I feel like the Iron Man sequel just had a few too many cooks in the kitchen for its own good. There are three, possibly four, antagonists throughout the film. Downey, Jr. (great again as Stark/Iron Man, but definitely getting a bit too comfortable in the role for my liking) faces off against Mickey Rourke’s Ivan Vanko (great but totally underused), Sam Rockwell’s rival weapons maker Justin Hammer (great but totally unnecessary in this movie), Stark himself (Iron Man destroying his house was just so totally stupid), and lastly Gary Shandling’s politician/the government (again, Stark didn’t need to battle the US gov’t as well as Vanko as well as Hammer as well as himself…. it’s just too much conflict). In short, there’s just way too much story stuffed into this film, leaving it feeling bloated and much too long for its own good. Additionally, the film featured far too much Samuel L. Jackson, Scarlett Johansson, and Phil Coulson as agents of S.H.I.E.L.D., possibly leaving more casual viewers completely confused and giving the film an overall feeling of being just set up for the inevitable Avengers movie. Ultimately, Iron Man 2 was the end of Jon Favreau’s relationship with the franchise as director. He moved on from the series, leaving Iron Man 3 to be directed by Hollywood outlaw Shane Black (Favreau is staying on as a producer however).
Dark Shadows is a movie I wanted to like. It boasts a strong cast led by Johnny Depp, the previews suggested a tone which would be darkly quirky (which I’ve previously and fondly compared to The Addams Family), and it gets the always-fantastic visual style of director Tim Burton. Yet, this film just ultimately doesn’t work. There are a number of reasons why this is the case, but for me, the biggest issue was that the film had way too make characters to service.

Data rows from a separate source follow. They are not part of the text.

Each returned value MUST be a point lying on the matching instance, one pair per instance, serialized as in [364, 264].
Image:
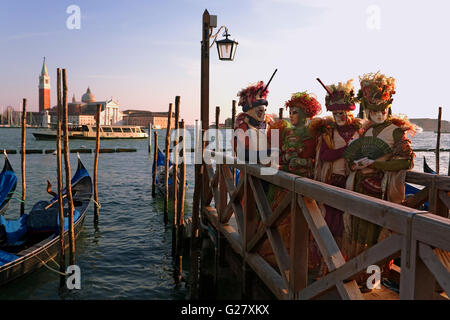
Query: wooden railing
[420, 238]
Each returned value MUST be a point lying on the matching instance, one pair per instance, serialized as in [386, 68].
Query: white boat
[90, 132]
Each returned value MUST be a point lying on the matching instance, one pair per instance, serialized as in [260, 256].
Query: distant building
[44, 89]
[144, 118]
[85, 111]
[431, 124]
[82, 119]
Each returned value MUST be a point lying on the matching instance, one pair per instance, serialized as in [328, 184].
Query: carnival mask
[341, 117]
[258, 112]
[378, 116]
[296, 115]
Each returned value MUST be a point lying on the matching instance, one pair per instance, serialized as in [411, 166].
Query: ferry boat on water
[90, 132]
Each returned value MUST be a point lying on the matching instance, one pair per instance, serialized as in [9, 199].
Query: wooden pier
[420, 239]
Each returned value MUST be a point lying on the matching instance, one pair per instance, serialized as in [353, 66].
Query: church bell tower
[44, 89]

Beyond Depp’s vampire Barnabas and Eva Green’s Angelique, none of the characters are really explored enough for the audience to care what happens to them. This is made worse by the fact that the movie feels the need to give each of them some sort of storyline.
For example, Chloe Grace Moretz is completely wasted in a role which added completely nothing to the movie. Towards the climax of the film, we get a “twist” (for lack of a better term) with Moretz’s character, but it proves worthless, and it is never really commented on. It reeks of being thrown in there for the sake of being thrown in there.
We learn nothing about Michelle Pfeiffer’s Elizabeth. Dr. Hoffman (Helena Bonham Carter) and Roger (Johnny Lee Miller) are completely superfluous. Bella Heathcote does well in her duel role, but for a character who is the crux of the story, she really needed to be developed more.
I commented above that Depp’s Barnabas is explored fairly well. This is true, but his characterization had a fundamental flaw: it was inconsistent. He goes around bemoaning the fact that he is cursed. However, he has no problem killing innocents to feed. Granted, his a blood-thirsty, creature of the night, but it becomes very hard to sympathize with a character who does this and doesn’t show any regret. In one instance, it is suggested that he premeditates killing a group of people after befriending them. It was difficult for me to root for the guy.
It does seem as if the actors were having fun in the movie. However, I ended up not having much fun watching them. Dark Shadows isn’t an outright bad movie. It is just incredibly average. Burton needed to either cut down the amount of characters or expanded their stories. Perhaps time will make me kinder to it. But, as it stands now, I left the theater disappointed and underwhelmed.